Fairhope still celebrates its Georgist heritage. But today the Corporation simply passes county property taxes to its 3,900 lessees, and charges a land tax-based “demonstration fee” for philanthropic initiatives. It takes in $4.5 million a year and sends about $4 million to the county.
In his memoir Coming of Age in Utopia, the writer Paul Gaston—whose grandfather was one of the colony’s founders—posits that the Fairhope demonstration ultimately failed. “There was a time when those who kept the faith put the blame for the colony’s failure on miscreant members,” Gaston wrote. But the truth, he continued, was that structural conditions made success impossible.
“We don’t live in a vacuum, so obviously we’re not a single-tax community,” says Lee Turner, the president of the Corporation. “The federal government does not exempt me from income tax.” Nor does the Corporation have an effective way to diffuse the county’s property tax requirements, approximating George’s vision. (The man himself was opposed to the piecemeal adoption of his proposition, and died three years after Fairhope was founded, without visiting.)
In a way, Fairhope proved George’s point: You couldn’t do single-tax alone. You had to have the system on your side.
That’s why Pittsburgh, in 1913, led a handful of Pennsylvania municipalities in lobbying the state to allow them to replace property taxes with land taxes. (Today Pennsylvania is the only state that allows municipalities to set their own “split-rate” taxes.)
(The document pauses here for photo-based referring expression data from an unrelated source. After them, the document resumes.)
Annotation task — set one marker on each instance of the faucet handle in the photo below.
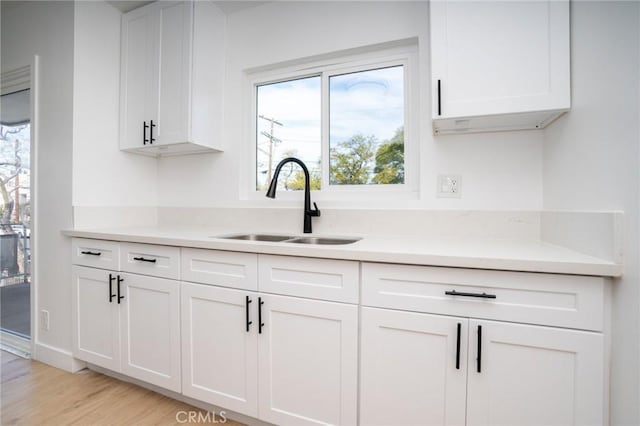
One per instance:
(315, 211)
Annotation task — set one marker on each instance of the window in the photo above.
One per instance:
(345, 121)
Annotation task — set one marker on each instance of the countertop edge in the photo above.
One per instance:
(590, 267)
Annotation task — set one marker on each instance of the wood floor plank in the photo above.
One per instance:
(33, 393)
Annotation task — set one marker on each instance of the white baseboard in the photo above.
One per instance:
(57, 357)
(232, 415)
(15, 344)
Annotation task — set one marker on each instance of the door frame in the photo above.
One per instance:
(22, 78)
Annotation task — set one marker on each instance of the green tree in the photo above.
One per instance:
(351, 160)
(389, 167)
(297, 181)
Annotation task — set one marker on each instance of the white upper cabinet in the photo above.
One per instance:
(499, 65)
(172, 72)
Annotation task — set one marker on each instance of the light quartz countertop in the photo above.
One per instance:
(497, 254)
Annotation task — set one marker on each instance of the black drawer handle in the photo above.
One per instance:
(111, 295)
(480, 295)
(119, 281)
(458, 347)
(260, 323)
(439, 100)
(479, 358)
(151, 138)
(145, 126)
(142, 259)
(248, 322)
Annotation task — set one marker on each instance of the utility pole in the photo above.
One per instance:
(272, 141)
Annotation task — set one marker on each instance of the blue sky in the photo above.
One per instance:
(369, 102)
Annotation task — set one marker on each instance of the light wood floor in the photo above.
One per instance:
(33, 393)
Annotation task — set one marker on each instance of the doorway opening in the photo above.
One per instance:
(15, 217)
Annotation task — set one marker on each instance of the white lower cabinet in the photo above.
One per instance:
(308, 362)
(281, 338)
(413, 371)
(128, 323)
(508, 374)
(96, 318)
(285, 360)
(531, 375)
(150, 330)
(219, 347)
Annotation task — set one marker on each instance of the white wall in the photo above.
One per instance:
(102, 174)
(46, 29)
(499, 170)
(591, 162)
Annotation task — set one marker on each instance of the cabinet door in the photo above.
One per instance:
(138, 53)
(413, 368)
(219, 347)
(308, 362)
(96, 332)
(150, 318)
(498, 57)
(172, 75)
(531, 375)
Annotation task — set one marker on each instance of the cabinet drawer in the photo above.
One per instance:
(147, 259)
(535, 298)
(95, 253)
(326, 279)
(223, 268)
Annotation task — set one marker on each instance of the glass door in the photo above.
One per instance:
(15, 215)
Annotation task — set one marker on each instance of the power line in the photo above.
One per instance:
(272, 140)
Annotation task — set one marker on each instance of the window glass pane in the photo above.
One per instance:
(288, 125)
(366, 127)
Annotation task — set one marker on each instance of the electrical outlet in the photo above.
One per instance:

By 1925, Pittsburgh’s tax on land was twice its tax on buildings, and by midcentury, as Mark Alan Hughes has written, the policy was a local point of pride. The city’s chief assessor (a devout Georgist) believed the tax was to thank for the Golden Triangle building boom, and pointed out that skyscrapers paid less under the split tax than they would have under a more typical property tax.
David Lawrence, the longtime mayor of Pittsburgh elected governor in 1958, was sure it had been a boon to the city. “It has discouraged the holding of vacant land for speculation and provides an incentive for building improvements,” Lawrence said. “It produced a more prosperous city.” In 1979, the ratio of land to property tax rose to 5-to-1.
But the policy was scuttled in the early 2000s after a mismanaged reassessment prompted a kind of homeowner revolt. (Assessed land values rose 81 percent between 2000 and 2001, but the city didn’t adjust the tax rate, leading to a sticker-shock uproar.)
Today the largest land taxes in the United States are in Allentown and Harrisburg, Pennsylvania, which employ, respectively, a fivefold and sixfold emphasis on taxing land vs. buildings. But they offer scant evidence for how such a policy might affect enormous, high-cost metropolises like Los Angeles or New York. The shift would cause huge changes in property values, and would have to be implemented over a period of years, if not decades, to be feasible.
That seems like a long time to be patient for a change in the tax code. Then again, the Georgists, gathered in a handful of societies in the U.S. and elsewhere, have waited 135 years for the world to come around. Why get antsy now?